Image Complexity-Aware Adaptive Retrieval for Efficient Vision-Language Models
Paper
•
2512.15372
•
Published
This repository provides the ICC (Image Complexity Classifier) weights used in "Image Complexity-Aware Adaptive Retrieval for Efficient Vision-Language Models".
Paper: https://arxiv.org/abs/2512.15372 Code: https://github.com/MikelWL/ICAR
The ICC is a ConvNeXt V2 classifier fine-tuned from an ImageNet-22K pretrained checkpoint. It is used to route images between early-exit and full-path inference in ICAR.

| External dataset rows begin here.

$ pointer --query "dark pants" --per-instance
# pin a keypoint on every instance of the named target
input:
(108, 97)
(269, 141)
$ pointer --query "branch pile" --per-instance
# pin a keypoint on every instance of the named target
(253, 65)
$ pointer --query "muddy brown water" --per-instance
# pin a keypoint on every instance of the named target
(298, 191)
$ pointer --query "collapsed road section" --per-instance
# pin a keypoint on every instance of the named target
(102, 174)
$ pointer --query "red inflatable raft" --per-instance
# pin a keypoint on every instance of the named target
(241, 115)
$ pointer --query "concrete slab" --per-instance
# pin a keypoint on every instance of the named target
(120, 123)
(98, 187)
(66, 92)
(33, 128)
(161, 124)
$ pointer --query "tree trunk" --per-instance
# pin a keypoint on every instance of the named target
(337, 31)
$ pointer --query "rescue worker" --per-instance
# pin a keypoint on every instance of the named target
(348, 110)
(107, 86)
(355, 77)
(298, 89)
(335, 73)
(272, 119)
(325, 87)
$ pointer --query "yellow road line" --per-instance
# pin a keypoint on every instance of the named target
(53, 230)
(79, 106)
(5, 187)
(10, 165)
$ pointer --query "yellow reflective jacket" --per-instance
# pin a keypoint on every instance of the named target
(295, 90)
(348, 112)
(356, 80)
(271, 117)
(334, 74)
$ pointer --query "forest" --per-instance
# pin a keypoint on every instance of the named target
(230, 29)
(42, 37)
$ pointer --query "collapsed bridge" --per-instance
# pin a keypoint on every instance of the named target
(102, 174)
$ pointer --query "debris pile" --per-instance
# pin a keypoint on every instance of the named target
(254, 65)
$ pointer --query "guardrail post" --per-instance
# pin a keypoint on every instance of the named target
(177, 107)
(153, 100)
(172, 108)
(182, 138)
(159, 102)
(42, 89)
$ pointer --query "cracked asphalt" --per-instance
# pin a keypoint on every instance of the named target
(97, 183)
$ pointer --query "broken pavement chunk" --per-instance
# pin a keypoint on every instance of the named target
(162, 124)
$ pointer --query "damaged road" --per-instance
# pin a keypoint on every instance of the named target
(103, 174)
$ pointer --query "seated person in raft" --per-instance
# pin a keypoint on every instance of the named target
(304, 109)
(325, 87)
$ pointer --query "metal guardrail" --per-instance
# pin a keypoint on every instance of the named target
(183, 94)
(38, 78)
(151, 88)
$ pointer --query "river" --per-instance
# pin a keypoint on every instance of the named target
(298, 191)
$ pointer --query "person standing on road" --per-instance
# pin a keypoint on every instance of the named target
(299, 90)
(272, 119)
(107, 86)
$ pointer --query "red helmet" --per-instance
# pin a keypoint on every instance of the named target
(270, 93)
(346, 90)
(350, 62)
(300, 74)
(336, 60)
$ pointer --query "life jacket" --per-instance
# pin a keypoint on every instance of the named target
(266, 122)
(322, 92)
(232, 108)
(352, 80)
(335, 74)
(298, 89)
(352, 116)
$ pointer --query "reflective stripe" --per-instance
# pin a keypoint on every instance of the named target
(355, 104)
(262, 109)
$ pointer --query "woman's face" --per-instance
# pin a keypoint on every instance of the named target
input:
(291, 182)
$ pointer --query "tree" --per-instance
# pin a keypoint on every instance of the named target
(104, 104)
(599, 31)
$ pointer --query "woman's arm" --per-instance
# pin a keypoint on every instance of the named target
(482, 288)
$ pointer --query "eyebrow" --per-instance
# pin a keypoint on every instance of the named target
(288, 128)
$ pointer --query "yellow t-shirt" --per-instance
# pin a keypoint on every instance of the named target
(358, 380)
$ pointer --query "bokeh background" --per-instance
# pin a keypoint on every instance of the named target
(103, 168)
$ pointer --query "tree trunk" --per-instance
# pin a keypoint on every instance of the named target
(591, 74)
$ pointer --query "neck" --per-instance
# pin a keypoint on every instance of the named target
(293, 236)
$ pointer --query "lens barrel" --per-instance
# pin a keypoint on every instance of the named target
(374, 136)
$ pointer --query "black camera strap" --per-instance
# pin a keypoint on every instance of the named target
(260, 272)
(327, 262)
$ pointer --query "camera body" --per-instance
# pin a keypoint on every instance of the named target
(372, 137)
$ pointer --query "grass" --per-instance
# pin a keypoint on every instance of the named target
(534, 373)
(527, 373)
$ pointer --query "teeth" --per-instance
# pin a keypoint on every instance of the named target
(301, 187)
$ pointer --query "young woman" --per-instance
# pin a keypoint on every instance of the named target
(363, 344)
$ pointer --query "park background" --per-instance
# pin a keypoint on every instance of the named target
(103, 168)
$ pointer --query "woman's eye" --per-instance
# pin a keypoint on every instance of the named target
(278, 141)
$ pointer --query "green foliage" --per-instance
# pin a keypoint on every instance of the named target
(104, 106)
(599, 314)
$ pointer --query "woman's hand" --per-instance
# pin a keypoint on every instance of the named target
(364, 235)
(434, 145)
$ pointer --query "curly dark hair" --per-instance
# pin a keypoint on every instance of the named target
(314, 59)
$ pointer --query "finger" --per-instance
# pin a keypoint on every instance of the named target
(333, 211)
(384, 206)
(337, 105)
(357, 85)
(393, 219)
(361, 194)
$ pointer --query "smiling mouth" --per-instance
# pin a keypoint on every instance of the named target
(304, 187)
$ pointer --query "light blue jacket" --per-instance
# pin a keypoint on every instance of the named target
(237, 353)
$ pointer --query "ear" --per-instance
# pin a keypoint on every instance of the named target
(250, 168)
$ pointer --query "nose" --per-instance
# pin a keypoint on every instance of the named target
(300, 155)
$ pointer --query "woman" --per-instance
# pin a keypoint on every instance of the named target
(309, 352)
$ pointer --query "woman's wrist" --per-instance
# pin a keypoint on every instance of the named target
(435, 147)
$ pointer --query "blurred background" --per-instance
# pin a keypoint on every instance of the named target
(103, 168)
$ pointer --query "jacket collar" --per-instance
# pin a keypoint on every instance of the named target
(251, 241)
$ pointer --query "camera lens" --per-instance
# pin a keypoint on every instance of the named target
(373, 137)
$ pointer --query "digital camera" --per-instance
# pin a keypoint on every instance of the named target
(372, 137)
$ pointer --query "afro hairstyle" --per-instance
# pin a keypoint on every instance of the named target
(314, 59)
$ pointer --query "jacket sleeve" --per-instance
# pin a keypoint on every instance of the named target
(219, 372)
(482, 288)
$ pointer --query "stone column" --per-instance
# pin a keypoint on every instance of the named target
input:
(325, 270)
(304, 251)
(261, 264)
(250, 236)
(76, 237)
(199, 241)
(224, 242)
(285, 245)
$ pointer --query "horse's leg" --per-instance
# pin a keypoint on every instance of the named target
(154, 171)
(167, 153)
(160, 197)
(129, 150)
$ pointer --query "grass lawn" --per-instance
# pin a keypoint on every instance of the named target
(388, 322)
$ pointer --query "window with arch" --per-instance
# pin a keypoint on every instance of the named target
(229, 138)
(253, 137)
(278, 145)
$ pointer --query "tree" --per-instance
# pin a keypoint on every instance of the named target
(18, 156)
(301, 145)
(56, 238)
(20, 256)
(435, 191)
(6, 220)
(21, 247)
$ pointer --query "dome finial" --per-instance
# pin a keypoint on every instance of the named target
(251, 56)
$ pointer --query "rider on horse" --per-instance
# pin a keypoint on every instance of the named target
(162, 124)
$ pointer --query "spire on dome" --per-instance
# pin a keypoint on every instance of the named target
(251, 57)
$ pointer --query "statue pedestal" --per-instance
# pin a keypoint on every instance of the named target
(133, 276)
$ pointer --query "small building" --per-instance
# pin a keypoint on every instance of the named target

This repository ships a single file at the repo root:
icc.ptPoint ICAR to the ICC weights with --icc-checkpoint:
python scripts/evaluate_mixed_preprocessed.py \
--config icar/configs/coco.yaml \
--checkpoint checkpoints/icar_coco/layer_12/latest_checkpoint.pt \
--base-dataset mscoco \
--base-data-root /path/to/coco-images \
--laion-data-root /path/to/laion_coco_100k \
--complexity-scores /path/to/laion_coco_100k_metadata/complexity_scores.json \
--early-exit-layer 12 \
--use-icc-routing \
--icc-checkpoint /path/to/icc.pt
The ICC weights are derived from ImageNet-pretrained ConvNeXt V2 models, which are licensed under CC-BY-NC. Please use these weights for non-commercial research purposes and provide appropriate attribution.